Other Monastic Congregations. A third congregation of Benedictines, the English Benedictine Congregation, was represented in the twentieth century with the monastic foundation of Saint Anselm in Washington, D.C. Saint Anselm's became a priory in 1949 and an abbey in 1961. Two other communities also took root, one in 1919 near Newport, Rhode Island, originally under the jurisdiction of Downside Abbey, which became Portsmouth Abbey (1969) and one that was a foundation of Ampleforth Abbey, begun in Saint Louis in 1955, which became Saint Louis Abbey (1989).

The French Solesme Congregation made their first North American foundation in 1912 in Quebec. It became the Abbey of Saint Benoit-du-Lac. The same congregation was responsible for the Monastery of Our Lady of Clear Creek, Hulbert, Oklahoma (2000).

A number of other European Benedictine houses came to the U.S. after World War II. From China came monks of the Congregation of the Annunciation, who founded the community of Saint Andrew in Valyermo, which became an independent house in 1965. Another group of monastic refugees from Hungary founded Woodside Priory, California, in 1957. Earlier German monks from the Missionary Congregation of Saint Ottilien settled in Newton, New Jersey, in 1924, which became Saint Paul's Abbey (1947).

The Italian Camaldolese Congregation founded the Monastery of the Immaculate Heart in Big Sur, California (1958). The Italian Sylvestrine Congregation had their sole foundation of Saint Benedict Monastery, Oxford, Michigan (1960). The Italian Olivetan Congregation originally made a foundation in Louisiana but then took over the Abbey of Our Lady of Guadalupe, Pecos, New Mexico (1973), as well as the monastic communities of Holy Trinity, Saint David, Arizona (1974), and the Monastery of the Risen Christ, San Luis Obispo, California (1992).

The Subiaco Congregation took over the monastery of Christ in the Desert, New Mexico (1996) and subsequently made foundations in Veracruz and Guanajusto, Mexico and in Chicago at Holy Cross Monastery (2000). Saint Mary's Monastery in Petersham, Massachusetts (1987) is also a member of the Subiaco Congregation.
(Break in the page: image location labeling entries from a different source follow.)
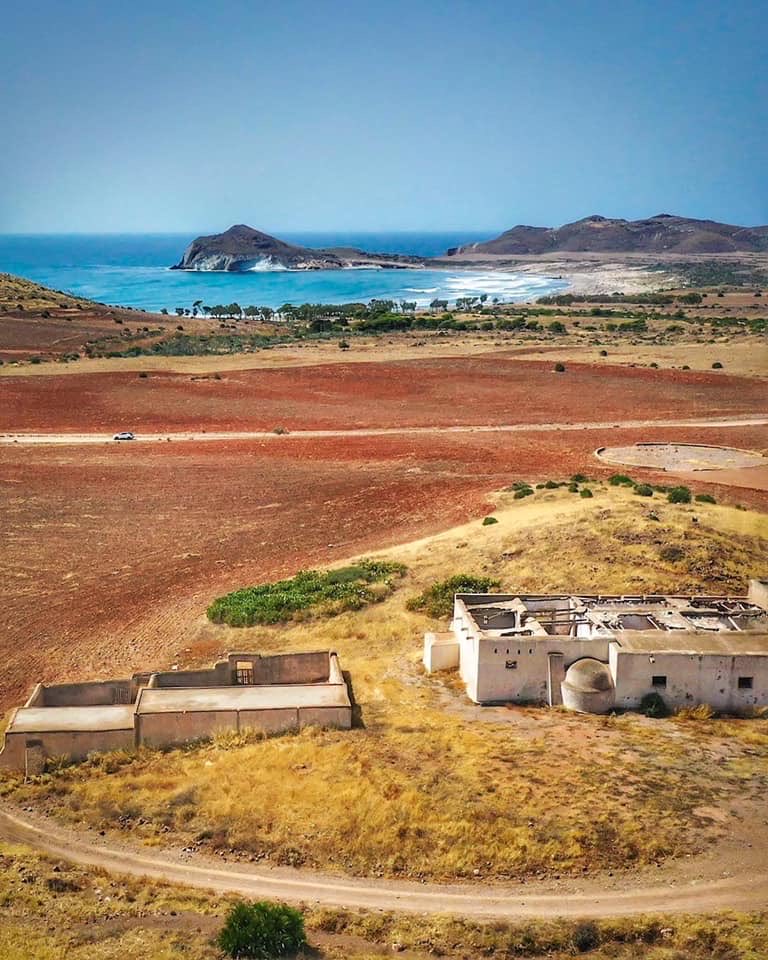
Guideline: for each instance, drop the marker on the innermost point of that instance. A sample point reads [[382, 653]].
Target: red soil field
[[111, 554], [437, 392]]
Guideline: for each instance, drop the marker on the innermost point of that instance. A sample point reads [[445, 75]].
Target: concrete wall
[[92, 694], [191, 678], [269, 721], [289, 668], [441, 652], [166, 729], [283, 668], [691, 679], [333, 717], [73, 744], [527, 680]]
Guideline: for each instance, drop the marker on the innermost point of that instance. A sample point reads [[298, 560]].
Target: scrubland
[[430, 786]]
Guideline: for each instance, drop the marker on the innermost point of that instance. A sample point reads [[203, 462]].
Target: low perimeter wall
[[74, 744]]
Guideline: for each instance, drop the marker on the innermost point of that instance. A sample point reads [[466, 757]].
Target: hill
[[241, 248], [663, 233]]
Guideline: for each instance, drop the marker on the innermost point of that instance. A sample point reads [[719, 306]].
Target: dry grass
[[432, 786], [51, 910]]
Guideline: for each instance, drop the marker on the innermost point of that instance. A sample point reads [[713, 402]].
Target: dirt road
[[746, 892], [223, 436]]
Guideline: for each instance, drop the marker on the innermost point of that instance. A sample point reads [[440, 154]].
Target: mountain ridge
[[662, 233], [242, 248]]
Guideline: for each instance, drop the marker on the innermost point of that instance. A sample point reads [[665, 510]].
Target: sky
[[407, 115]]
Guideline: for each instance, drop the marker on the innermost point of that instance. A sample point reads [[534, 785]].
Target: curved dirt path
[[756, 420], [745, 892]]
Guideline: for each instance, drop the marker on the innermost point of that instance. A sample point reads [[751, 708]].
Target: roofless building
[[244, 691], [599, 653]]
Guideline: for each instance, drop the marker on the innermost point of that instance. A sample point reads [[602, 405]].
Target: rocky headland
[[241, 249]]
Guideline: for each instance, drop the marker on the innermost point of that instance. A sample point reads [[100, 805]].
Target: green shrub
[[653, 705], [348, 588], [679, 495], [437, 600], [586, 936], [262, 930]]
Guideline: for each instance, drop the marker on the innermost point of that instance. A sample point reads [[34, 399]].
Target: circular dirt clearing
[[677, 457]]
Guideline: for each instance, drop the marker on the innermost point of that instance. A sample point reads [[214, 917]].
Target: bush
[[671, 553], [262, 930], [437, 600], [348, 588], [679, 495], [586, 936], [653, 705]]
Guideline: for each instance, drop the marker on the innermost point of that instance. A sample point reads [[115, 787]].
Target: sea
[[132, 270]]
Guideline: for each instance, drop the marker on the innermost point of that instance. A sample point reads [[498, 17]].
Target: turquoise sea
[[132, 270]]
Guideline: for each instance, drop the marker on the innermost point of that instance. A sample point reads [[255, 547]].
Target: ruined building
[[599, 653], [245, 691]]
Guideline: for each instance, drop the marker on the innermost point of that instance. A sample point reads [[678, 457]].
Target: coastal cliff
[[241, 249]]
Two independent Benedictine foundations in the United States were also made after the war. Father Damasus Winzen was the founder of Mount Saviour Monastery, Pine City, New York (1950). Father Leo Rudloff founded Weston Priory, Weston, Vermont (1952). Both of these communities remain under the jurisdiction of the abbot primate.

Bibliography: c. barry, Worship and Work (revised ed. Collegeville, Minn. 1993). t. kardong, The Benedictines (Collegeville, Minn. 1988). a. kessler, Benedictine Men and Women of Courage (Yankton, S.D. 1992). j. oetgen, Saint Vincent in Pennsylvania: A History of the First Benedictine Monastery in the United States (Washington, D.C. 2000); An American Abbot: Boniface Wimmer, O.S.B. (Washington, D.C. 1997). j. rippinger, The Benedictine Order in the United States: An Interpretive History (Collegeville, Minn. 1991).